Support restart task for StatefulSet with updateStrategy: OnDelete #840

timothysmith0609 · 2021-11-05T16:39:02Z

Builds on #836 by handling the special case of a StatefulSet having updatStrategy: OnDelete. In this case, we need to find all pods with an owner reference to the targeted StatefulSet: this is accomplished using the UID of the StatefulSet.

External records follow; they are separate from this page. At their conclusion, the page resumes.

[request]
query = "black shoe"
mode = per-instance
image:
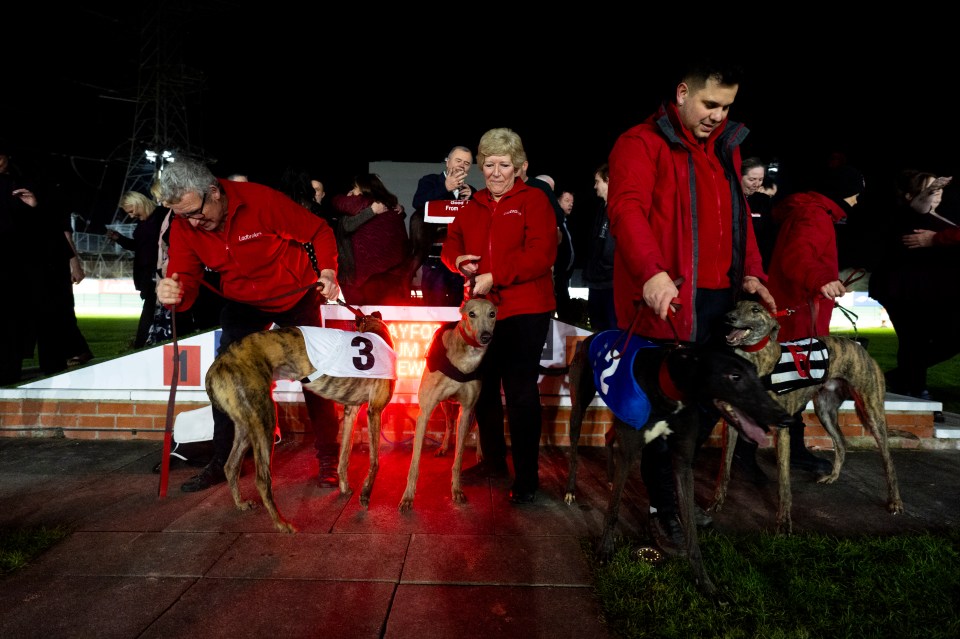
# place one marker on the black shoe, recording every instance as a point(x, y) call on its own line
point(485, 470)
point(805, 460)
point(667, 534)
point(522, 496)
point(328, 475)
point(211, 475)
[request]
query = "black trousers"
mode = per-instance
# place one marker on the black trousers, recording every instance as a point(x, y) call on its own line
point(656, 462)
point(239, 320)
point(513, 361)
point(146, 317)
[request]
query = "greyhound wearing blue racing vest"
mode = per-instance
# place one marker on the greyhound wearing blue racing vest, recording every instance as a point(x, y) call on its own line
point(674, 381)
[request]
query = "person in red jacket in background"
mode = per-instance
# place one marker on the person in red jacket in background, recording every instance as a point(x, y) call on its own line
point(254, 237)
point(678, 214)
point(805, 273)
point(504, 241)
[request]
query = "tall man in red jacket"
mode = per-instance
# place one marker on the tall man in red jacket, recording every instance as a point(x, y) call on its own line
point(254, 237)
point(677, 211)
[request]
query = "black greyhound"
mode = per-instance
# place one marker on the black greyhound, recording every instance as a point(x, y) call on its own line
point(677, 381)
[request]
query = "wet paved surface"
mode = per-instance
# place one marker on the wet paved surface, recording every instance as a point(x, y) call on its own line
point(191, 565)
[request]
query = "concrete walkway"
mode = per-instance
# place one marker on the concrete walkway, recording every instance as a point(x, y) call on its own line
point(191, 565)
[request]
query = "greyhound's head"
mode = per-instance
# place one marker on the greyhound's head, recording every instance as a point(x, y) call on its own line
point(751, 323)
point(374, 323)
point(478, 316)
point(720, 377)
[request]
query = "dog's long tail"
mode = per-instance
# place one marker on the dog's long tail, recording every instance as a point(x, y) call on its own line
point(554, 371)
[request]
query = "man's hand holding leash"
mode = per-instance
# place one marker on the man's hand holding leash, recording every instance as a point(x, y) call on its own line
point(481, 284)
point(920, 238)
point(754, 286)
point(169, 290)
point(658, 292)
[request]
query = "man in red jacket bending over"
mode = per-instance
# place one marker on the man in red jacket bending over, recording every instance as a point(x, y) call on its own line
point(254, 237)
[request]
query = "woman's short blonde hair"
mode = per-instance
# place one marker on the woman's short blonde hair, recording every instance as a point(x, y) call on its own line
point(502, 142)
point(137, 201)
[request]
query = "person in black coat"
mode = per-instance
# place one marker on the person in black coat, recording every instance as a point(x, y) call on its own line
point(145, 245)
point(440, 285)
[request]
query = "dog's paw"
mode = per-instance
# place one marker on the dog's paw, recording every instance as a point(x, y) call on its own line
point(285, 526)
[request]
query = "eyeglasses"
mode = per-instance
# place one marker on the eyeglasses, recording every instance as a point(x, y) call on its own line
point(198, 213)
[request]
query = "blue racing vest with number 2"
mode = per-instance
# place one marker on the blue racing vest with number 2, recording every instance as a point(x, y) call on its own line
point(613, 375)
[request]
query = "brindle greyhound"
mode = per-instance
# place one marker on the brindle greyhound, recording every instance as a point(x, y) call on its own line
point(676, 380)
point(848, 372)
point(451, 374)
point(240, 383)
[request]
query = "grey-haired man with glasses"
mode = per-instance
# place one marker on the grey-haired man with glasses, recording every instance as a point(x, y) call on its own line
point(255, 238)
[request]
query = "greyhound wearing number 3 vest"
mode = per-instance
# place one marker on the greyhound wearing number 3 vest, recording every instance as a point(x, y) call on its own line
point(355, 368)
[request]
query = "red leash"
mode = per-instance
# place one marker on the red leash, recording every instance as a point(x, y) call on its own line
point(168, 427)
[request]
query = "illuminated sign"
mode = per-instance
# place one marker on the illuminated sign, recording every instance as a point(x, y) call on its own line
point(189, 365)
point(411, 339)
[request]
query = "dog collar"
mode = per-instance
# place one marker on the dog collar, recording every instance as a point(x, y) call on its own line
point(666, 384)
point(469, 340)
point(756, 347)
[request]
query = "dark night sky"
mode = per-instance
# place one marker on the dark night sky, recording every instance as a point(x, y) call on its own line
point(299, 89)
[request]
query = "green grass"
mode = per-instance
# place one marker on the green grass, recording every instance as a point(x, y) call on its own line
point(807, 585)
point(18, 547)
point(941, 379)
point(108, 337)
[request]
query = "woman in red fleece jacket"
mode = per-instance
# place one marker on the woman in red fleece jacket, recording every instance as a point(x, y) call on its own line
point(505, 242)
point(804, 274)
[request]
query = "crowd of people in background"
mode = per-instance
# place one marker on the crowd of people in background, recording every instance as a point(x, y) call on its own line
point(681, 225)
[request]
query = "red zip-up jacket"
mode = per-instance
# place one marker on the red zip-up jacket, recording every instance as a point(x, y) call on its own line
point(258, 252)
point(676, 206)
point(516, 239)
point(804, 259)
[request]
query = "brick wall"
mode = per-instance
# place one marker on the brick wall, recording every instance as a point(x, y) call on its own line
point(100, 419)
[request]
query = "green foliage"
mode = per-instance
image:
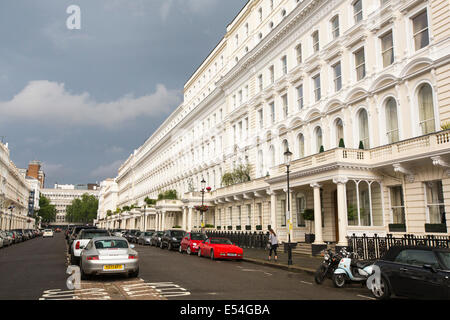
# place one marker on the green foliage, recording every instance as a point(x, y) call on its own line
point(169, 195)
point(240, 174)
point(82, 210)
point(46, 210)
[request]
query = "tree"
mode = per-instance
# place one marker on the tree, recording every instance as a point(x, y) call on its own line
point(46, 211)
point(82, 210)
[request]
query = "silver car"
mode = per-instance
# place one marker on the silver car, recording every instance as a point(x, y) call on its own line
point(109, 255)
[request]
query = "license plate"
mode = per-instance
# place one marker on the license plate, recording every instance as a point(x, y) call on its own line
point(113, 267)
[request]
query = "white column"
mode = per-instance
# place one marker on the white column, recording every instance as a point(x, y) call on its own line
point(273, 209)
point(189, 222)
point(317, 214)
point(342, 210)
point(183, 226)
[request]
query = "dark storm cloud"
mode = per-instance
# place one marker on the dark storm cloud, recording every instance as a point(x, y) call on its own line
point(82, 100)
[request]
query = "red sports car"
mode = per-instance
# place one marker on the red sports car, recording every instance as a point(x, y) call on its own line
point(191, 242)
point(220, 248)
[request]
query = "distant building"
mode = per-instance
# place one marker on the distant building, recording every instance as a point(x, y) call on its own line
point(34, 170)
point(62, 196)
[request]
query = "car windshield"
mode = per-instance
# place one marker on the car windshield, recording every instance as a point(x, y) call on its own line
point(111, 244)
point(198, 236)
point(220, 241)
point(96, 234)
point(445, 257)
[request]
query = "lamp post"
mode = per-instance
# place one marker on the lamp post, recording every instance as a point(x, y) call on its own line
point(287, 160)
point(203, 184)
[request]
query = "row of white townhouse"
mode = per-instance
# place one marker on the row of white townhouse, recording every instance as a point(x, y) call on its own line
point(358, 91)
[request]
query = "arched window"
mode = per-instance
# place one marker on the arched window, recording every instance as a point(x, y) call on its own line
point(318, 135)
point(363, 120)
point(261, 163)
point(339, 131)
point(271, 156)
point(391, 121)
point(426, 109)
point(301, 146)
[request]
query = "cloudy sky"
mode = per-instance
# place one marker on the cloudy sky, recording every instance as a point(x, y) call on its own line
point(82, 100)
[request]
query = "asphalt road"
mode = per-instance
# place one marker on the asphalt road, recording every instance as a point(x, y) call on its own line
point(228, 280)
point(30, 269)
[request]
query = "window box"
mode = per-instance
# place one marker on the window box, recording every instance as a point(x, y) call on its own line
point(437, 228)
point(397, 227)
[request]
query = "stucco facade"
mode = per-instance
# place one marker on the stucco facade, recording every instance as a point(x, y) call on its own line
point(310, 75)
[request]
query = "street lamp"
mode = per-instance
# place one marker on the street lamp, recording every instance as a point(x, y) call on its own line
point(10, 220)
point(287, 162)
point(203, 184)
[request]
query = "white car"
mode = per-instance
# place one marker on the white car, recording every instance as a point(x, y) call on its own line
point(47, 233)
point(83, 238)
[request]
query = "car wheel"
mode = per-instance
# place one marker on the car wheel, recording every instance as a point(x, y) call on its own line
point(382, 293)
point(339, 280)
point(134, 274)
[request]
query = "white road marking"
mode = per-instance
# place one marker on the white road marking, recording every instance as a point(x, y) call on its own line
point(362, 296)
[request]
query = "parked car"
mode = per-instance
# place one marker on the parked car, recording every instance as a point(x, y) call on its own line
point(131, 236)
point(7, 239)
point(220, 248)
point(47, 233)
point(191, 242)
point(74, 234)
point(415, 272)
point(171, 239)
point(145, 237)
point(83, 238)
point(108, 255)
point(156, 238)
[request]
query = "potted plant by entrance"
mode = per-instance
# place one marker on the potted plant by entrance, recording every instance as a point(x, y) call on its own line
point(308, 215)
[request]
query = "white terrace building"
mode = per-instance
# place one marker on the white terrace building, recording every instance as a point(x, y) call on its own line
point(304, 75)
point(14, 194)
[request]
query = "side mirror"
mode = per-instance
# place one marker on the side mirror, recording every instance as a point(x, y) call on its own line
point(430, 267)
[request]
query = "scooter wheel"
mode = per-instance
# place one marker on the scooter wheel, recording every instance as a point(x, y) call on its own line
point(319, 276)
point(339, 280)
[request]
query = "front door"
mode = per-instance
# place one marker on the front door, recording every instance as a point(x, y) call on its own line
point(336, 217)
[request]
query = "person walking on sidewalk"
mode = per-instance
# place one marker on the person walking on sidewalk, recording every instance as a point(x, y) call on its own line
point(273, 240)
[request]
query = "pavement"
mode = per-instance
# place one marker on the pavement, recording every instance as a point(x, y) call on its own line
point(300, 263)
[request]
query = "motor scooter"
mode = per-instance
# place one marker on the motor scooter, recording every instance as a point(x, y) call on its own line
point(350, 269)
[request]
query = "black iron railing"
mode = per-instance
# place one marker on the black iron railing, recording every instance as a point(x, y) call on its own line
point(375, 247)
point(256, 240)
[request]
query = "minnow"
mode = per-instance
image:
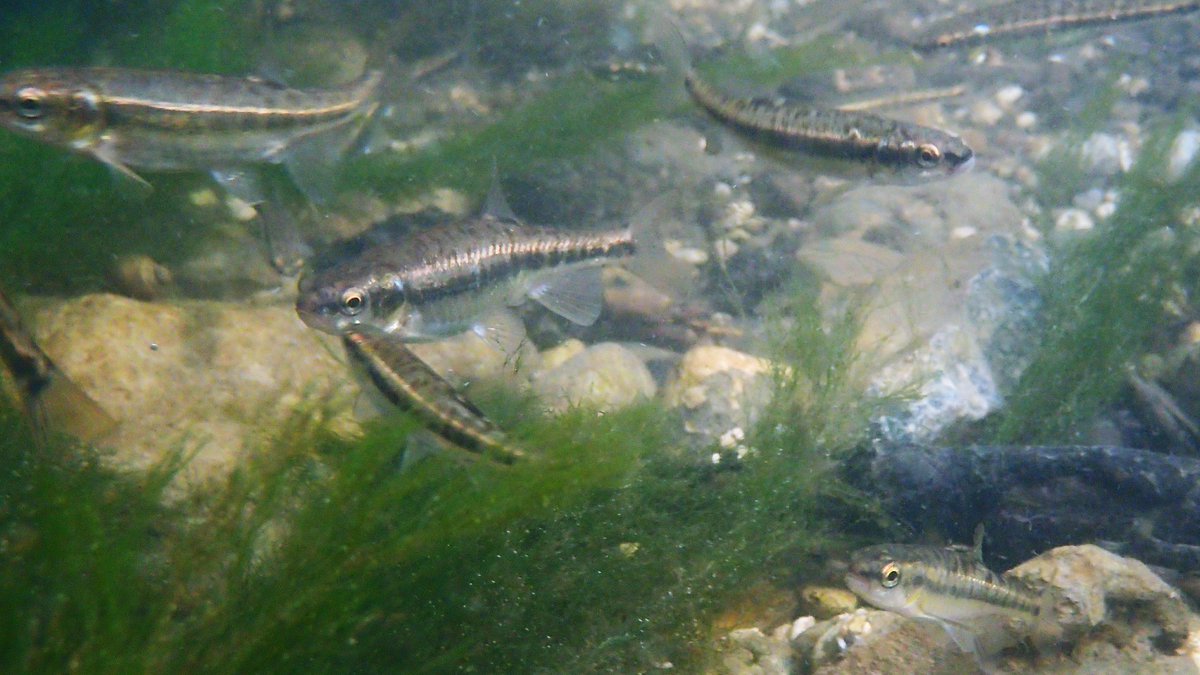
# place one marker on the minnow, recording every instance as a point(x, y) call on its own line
point(453, 278)
point(412, 384)
point(952, 587)
point(871, 139)
point(162, 120)
point(51, 400)
point(856, 137)
point(1023, 17)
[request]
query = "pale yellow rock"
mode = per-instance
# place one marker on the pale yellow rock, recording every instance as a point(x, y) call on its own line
point(203, 375)
point(688, 388)
point(826, 602)
point(605, 376)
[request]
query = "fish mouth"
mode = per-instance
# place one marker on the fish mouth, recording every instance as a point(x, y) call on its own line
point(857, 584)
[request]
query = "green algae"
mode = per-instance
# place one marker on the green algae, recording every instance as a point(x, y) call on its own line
point(607, 551)
point(1105, 299)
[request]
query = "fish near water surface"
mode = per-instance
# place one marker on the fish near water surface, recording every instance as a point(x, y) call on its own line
point(462, 276)
point(982, 611)
point(163, 120)
point(847, 141)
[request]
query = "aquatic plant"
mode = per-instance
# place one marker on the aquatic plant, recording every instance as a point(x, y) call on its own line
point(1105, 298)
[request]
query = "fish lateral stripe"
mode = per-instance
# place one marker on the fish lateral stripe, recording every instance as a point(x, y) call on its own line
point(256, 105)
point(1023, 17)
point(411, 384)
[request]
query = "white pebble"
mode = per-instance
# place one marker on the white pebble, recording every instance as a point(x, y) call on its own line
point(1183, 151)
point(1074, 220)
point(802, 625)
point(1107, 154)
point(1009, 95)
point(985, 113)
point(241, 209)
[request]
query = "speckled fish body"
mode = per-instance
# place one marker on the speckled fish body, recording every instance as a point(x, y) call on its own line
point(441, 280)
point(412, 384)
point(174, 120)
point(875, 142)
point(981, 610)
point(1024, 17)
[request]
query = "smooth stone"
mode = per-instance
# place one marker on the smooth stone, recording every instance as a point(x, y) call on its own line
point(604, 376)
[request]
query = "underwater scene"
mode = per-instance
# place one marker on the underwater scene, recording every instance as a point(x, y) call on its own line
point(755, 336)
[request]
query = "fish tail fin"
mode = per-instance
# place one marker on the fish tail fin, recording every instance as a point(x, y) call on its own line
point(61, 406)
point(311, 161)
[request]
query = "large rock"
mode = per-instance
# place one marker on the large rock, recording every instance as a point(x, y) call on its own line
point(211, 376)
point(604, 376)
point(719, 390)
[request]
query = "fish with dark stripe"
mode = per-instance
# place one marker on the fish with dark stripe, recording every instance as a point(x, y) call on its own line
point(979, 609)
point(413, 386)
point(1024, 17)
point(447, 280)
point(864, 138)
point(162, 120)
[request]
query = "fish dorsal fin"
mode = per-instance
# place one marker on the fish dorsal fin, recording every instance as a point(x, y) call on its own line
point(496, 204)
point(575, 294)
point(501, 329)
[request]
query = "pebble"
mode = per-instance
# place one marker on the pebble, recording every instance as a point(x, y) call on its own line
point(1183, 151)
point(1074, 220)
point(604, 376)
point(1107, 154)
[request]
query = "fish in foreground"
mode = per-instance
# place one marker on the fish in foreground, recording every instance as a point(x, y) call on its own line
point(462, 276)
point(412, 384)
point(1024, 17)
point(162, 120)
point(449, 279)
point(52, 401)
point(983, 613)
point(879, 144)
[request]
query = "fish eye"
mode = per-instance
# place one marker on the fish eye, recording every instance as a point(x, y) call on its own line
point(29, 102)
point(928, 155)
point(889, 575)
point(353, 302)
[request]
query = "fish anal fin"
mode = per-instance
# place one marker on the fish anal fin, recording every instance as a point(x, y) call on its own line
point(575, 294)
point(61, 406)
point(497, 204)
point(243, 183)
point(107, 154)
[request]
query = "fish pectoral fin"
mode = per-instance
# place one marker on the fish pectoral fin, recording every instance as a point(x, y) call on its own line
point(107, 155)
point(501, 329)
point(243, 183)
point(575, 294)
point(61, 406)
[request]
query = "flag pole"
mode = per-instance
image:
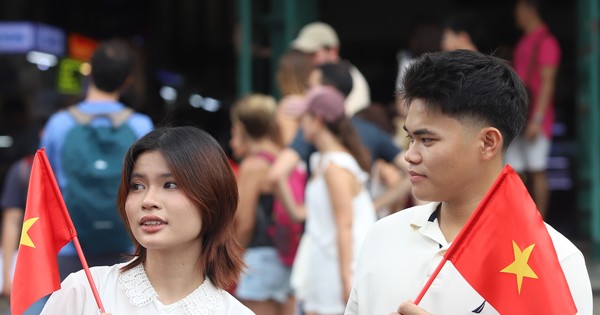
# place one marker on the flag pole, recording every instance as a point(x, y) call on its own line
point(430, 280)
point(75, 239)
point(88, 274)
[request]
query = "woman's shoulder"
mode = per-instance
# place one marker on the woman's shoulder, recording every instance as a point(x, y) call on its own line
point(232, 306)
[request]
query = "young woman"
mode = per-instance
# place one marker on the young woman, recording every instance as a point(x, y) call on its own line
point(178, 197)
point(338, 208)
point(265, 286)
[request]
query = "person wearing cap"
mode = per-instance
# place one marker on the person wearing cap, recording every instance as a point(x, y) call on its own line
point(338, 209)
point(321, 42)
point(379, 144)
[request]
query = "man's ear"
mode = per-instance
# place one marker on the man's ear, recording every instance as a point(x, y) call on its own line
point(491, 143)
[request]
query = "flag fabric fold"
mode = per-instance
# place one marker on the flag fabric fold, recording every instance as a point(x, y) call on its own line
point(506, 254)
point(47, 227)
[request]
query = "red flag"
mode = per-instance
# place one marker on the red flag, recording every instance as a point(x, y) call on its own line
point(47, 227)
point(506, 254)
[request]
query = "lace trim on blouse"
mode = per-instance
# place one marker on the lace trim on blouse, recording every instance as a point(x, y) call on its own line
point(140, 292)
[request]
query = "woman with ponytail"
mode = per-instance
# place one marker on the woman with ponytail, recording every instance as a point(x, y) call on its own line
point(337, 208)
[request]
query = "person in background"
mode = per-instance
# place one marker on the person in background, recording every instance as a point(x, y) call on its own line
point(293, 71)
point(265, 286)
point(536, 60)
point(111, 74)
point(321, 42)
point(379, 144)
point(462, 31)
point(178, 197)
point(337, 208)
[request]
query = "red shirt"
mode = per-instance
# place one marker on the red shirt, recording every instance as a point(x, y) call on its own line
point(548, 54)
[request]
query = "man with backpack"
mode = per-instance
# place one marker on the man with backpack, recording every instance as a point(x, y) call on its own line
point(86, 144)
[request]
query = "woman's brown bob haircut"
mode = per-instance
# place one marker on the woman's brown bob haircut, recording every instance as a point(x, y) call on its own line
point(202, 171)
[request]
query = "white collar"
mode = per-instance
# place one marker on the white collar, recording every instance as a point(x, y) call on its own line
point(425, 221)
point(140, 292)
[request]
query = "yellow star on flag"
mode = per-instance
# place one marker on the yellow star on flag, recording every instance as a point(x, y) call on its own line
point(25, 239)
point(519, 267)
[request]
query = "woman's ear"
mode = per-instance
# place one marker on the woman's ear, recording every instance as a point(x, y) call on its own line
point(491, 143)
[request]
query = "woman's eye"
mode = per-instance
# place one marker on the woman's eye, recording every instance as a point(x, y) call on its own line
point(136, 186)
point(171, 185)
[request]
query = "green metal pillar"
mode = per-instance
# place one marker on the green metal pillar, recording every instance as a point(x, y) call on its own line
point(588, 120)
point(244, 66)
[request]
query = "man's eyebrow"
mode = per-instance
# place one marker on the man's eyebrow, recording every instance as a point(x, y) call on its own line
point(419, 132)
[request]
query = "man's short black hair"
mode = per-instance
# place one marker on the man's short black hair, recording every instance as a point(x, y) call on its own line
point(112, 64)
point(337, 75)
point(469, 85)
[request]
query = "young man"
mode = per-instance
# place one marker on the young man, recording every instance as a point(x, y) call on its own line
point(321, 42)
point(464, 108)
point(536, 60)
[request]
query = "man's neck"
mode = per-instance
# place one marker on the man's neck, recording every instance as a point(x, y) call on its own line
point(454, 214)
point(95, 95)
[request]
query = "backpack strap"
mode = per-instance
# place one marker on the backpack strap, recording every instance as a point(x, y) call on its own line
point(117, 118)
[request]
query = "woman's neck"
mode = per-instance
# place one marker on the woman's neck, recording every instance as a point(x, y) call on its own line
point(174, 275)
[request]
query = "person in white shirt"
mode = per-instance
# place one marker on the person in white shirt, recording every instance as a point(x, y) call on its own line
point(178, 197)
point(464, 108)
point(338, 208)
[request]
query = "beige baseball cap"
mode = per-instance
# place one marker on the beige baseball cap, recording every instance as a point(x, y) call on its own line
point(314, 36)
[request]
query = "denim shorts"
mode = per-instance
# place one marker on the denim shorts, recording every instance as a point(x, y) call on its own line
point(266, 277)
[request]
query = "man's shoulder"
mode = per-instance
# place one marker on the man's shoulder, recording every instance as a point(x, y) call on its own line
point(402, 220)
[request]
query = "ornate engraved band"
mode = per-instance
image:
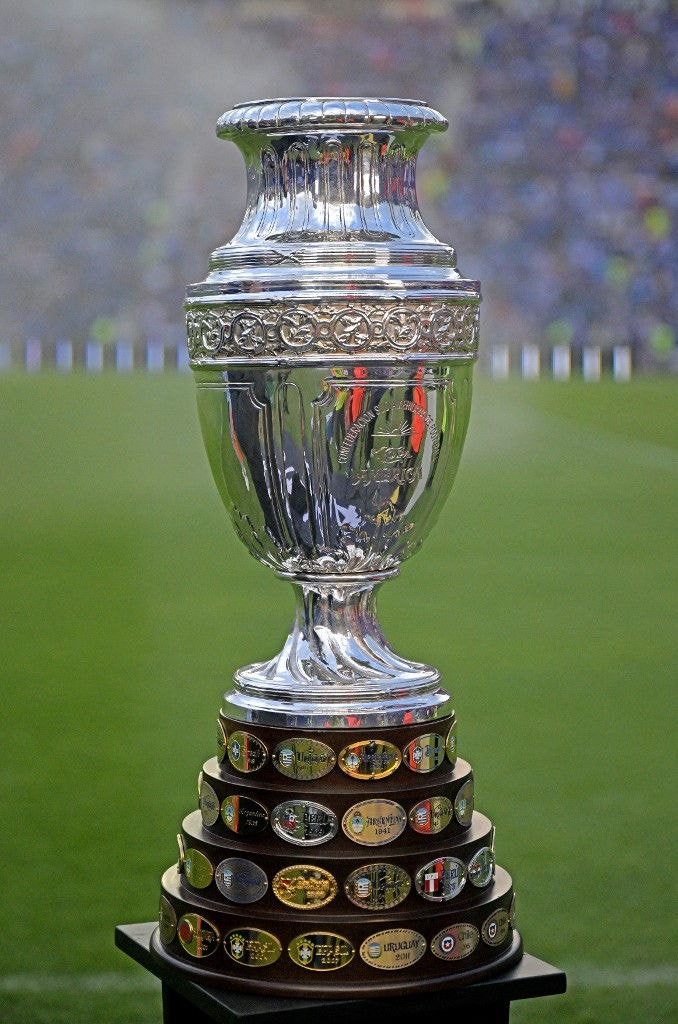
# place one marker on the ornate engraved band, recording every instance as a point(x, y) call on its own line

More info on owner references can be found here.

peiranliushop

Need to bump krane version as as well.

johnjmartin · 2021-11-05T17:26:40Z

lib/krane/restart_task.rb

+    def delete_statefulset_pods(record)
+      pods = kubeclient.get_pods(namespace: record.metadata.namespace)
+      pods.select! do |pod|
+        pod.metadata.ownerReferences.find { |ref| ref.uid == record.metadata.uid }


is record.metadata.uid something that identifies individual statefulsets?

It uniquely identifies the resource throughout the lifetime of the cluster. That is, no 2 resources in a cluster will ever have the same UID

timothysmith0609 · 2021-11-08T14:59:12Z

CI is showing a flaky error that I want to get to the bottom of before merging this. It appears it can treat the restart as successful even if multiple replicas of the statefulset have not yet reached the desired level

kgalieva · 2022-01-25T16:56:34Z

Hey @timothysmith0609! Any updates on this PR?

timothysmith0609 · 2022-01-26T14:47:22Z

I completely forgot this PR existed. I just rebased on latest master and will see what the state of that CI flakiness is

timothysmith0609 · 2022-01-26T15:26:29Z

This is flaky due to transparently returning true for StatefulSet#deploy_succeeded?. Per c8cea8d, it seems reasonable to check the normal success criteria (that used for rollingUpdate strategy) even when deploying a stateful set with onDelete. We would still like to know if the underlying resources are healthy and that there are enough of them running, no?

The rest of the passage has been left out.